A figure hurtles across a car park on a skateboard. On another day he plays punky riffs which echo out of his garage. These are not the weekend hobbies of a teenager whose politics can barely be articulated beyond anger at “the system” and whose intellectual curiosity extends as far as Trevor Noah. This figure is Beto O’Rourke, the Democrat who ran for the senate in Texas. Running for the reddest of Republican Seats, he came the closest any Democratic challenger has ever got to ousting the incumbent, Ted Cruz, just 2.6% behind. How much shady money did he have to accept to pull off this feat? None, he only accepted small donations from individuals. There was no compromise in his platform which was a liberal left agenda in a right-wing conservative state.
All across the US, the apparatchiks of the Democratic party establishment looked on in shock as younger, more vivacious, more ambitious (in terms of policy agenda not careerism) candidates ousted greying democratic incumbents in the primaries then take seat after seat from the Republicans. These young people, often women and people of colour, are the DSA, the ‘Democratic Socialists of America’. They include Alexandria Ocasio-Cortez, who is currently fighting for climate justice in a New York sit-in, Julia Salazar alongside her, Rashida Tlaib in Michigan and several others. If commentators are to be believed, we might be witnessing the rebirth of the Democratic Party in these inspiring young individuals and the movement behind them. For all the talk of the #resistance that has seemed so empty before, this might actually be the real thing.
Although, if this is a rebirth of the Democratic Party, there is still a long way to go. The mid-terms were really a mixed bag. It is a positive showing for the Democrats, but by no means gives us a clue as to who will win the next election, if anything following the historical pattern it may suggest that Trump will win a second term. Obama, Clinton, Reagan, Eisenhower and Wilson were all two term presidents and all underperformed in the midterms.
It genuinely is hard to tell who came out on top here. On the one hand, the house intelligence committee is now chaired by a Democrat, so the investigations will now be devised and directed by the Democrats, a major victory as the previous chair was a Trump loyalist. However, Democrat-supporting journalist and Vox founder, Ezra Klein, argues that the midterms may be the harbinger of a Republican Congress much more loyal to Trump. Some have lost in the midterms, others are retiring or are, in the case of John McCain, now dead. But, in any case, the resistance to Trump from within the Republican Party looks set to crumble, and a series of ‘Trumpian’ yes men may replace them. Although Trump has disregarded some liberal democratic norms, he thus far hasn’t done anything particularly dictatorial or that far out of step with the programmes of Bush, Reagan or Nixon. However, Klein argues that this may have been because there were experienced Republican dissidents warning him that he could be impeached at every turn. In the likely event that loyalists are appointed to the congressional vacancies, the worst of Trump’s impulses may be enabled, rather than chastised. Without these dissenting voices, we might start seeing the executive effectively merge with the judiciary and dissolve checks and balances. If the Mueller investigation starts looking like trouble for Trump, the backroom conversations in which he suggests firing Mueller might now be met with “good idea sir” rather than a public warning from the more moderate in his party.

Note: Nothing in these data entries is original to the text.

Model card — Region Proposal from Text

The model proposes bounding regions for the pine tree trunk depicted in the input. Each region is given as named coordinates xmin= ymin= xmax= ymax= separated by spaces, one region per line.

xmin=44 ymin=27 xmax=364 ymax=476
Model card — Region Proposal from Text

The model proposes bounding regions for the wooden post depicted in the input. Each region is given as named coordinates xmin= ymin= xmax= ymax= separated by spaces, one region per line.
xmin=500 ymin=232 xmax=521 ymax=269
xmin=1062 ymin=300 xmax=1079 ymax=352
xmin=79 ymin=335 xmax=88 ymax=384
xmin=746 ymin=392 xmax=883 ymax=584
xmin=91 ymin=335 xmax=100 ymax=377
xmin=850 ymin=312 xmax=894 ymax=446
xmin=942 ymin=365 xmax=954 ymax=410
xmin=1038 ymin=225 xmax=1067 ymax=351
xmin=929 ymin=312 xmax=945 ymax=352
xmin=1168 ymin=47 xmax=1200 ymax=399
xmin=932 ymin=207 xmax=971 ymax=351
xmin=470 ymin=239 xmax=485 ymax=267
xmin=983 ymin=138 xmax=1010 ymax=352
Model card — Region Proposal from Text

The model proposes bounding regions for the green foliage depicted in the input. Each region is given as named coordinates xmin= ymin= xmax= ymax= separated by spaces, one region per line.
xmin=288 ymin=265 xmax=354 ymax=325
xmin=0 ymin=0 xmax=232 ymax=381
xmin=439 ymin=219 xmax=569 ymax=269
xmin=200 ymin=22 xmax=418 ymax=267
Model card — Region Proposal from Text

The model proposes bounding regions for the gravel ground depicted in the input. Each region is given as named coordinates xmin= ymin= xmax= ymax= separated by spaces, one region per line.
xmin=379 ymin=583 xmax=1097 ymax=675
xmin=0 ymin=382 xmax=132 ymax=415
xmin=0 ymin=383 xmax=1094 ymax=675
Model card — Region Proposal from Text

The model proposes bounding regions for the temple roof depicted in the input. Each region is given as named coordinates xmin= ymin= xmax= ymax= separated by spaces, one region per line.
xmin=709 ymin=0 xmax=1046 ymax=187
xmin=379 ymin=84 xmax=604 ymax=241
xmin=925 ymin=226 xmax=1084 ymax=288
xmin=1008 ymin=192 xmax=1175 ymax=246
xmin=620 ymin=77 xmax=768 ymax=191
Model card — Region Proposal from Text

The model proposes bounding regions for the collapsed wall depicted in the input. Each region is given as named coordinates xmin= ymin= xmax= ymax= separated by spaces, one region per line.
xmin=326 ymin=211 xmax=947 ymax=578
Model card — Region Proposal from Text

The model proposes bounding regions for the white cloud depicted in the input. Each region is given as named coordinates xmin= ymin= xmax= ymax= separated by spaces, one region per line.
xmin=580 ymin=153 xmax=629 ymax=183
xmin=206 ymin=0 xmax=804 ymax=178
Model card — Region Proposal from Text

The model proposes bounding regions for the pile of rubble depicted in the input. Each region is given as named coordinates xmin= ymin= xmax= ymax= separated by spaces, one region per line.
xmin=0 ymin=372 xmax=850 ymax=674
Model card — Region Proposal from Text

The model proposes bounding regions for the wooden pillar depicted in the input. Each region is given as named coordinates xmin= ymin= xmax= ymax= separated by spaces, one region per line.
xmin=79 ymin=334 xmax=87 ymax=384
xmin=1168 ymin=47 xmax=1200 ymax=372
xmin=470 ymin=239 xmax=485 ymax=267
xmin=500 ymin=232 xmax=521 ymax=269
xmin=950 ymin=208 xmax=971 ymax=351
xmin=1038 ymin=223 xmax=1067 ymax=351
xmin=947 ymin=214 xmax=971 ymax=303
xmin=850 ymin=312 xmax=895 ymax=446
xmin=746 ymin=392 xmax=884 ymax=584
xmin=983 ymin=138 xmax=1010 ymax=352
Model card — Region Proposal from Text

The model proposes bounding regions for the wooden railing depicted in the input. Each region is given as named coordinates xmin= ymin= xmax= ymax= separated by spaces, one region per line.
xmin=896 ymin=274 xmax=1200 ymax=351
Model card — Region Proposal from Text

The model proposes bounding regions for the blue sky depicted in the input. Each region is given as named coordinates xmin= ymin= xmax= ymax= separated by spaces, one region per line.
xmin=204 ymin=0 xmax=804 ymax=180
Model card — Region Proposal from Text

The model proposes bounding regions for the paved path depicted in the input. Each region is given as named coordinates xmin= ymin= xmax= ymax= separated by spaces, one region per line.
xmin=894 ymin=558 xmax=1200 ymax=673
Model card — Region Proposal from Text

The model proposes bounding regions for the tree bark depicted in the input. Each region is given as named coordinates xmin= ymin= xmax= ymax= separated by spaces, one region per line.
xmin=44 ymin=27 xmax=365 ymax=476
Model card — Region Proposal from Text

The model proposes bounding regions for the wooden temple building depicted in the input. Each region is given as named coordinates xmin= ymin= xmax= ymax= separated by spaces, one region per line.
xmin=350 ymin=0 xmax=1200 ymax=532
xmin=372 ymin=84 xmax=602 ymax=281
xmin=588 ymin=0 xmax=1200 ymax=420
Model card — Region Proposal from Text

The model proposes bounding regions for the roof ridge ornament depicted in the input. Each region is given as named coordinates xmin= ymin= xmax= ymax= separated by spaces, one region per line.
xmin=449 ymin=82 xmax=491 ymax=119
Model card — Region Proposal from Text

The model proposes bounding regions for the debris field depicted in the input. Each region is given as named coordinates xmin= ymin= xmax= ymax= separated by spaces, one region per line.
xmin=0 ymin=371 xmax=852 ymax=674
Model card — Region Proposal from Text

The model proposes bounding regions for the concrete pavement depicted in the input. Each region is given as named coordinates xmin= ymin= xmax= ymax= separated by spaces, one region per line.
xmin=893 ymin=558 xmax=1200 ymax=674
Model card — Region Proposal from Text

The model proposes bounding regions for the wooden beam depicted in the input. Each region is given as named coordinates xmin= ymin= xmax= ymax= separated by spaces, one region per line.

For all the talk of the #resistance that has seemed so empty before, this might actually be the real thing
There were high-profile scalps for the Democrats at the level of governor elections. Scott Walker, a hard-line, prominent Republican was ousted as Republican Governor of Wisconsin. But, there were also notable failures: in Florida, a weak Republican candidate held on, and in Massachusetts, in a traditionally blue area a Republican maintained a solid majority. This was progress for the Democrats after their wipe-out in 2010, but it is not the gutting of the Republican party that they would need to ensure an election victory.
What was striking about this election was the level of what in the UK we would probably call corruption that has gone on. Lines for voting extended beyond three hours in some places. There were essentially mass disenfranchisements which targeted specific groups, as anti-voter fraud law got stricter (despite the rate being minuscule) and, worst of all, the Republican candidate for the governorship in Georgia was currently employed as the election rules administrator for Georgia, in a truly shocking case of flagrant cheating. What’s perhaps most troubling about this though is that although the gerrymandering and intimidation of voters was baked into the system even before Trump, it is now just reaching its logical absurd conclusion and seems more pertinent in an age in which we are beginning to fear for the survival of liberal democracy.
What we have learnt from the midterms is that 2020 is very much open. There are rumours of Beto O’ Rourke running for president or as a high-profile VP; perhaps the Democrats will, revitalised, take back the White House as the other side of America they seemed to have shown at these midterms makes its voice heard. Or will the historical trends leave us with four more years of Trump? Only time will tell.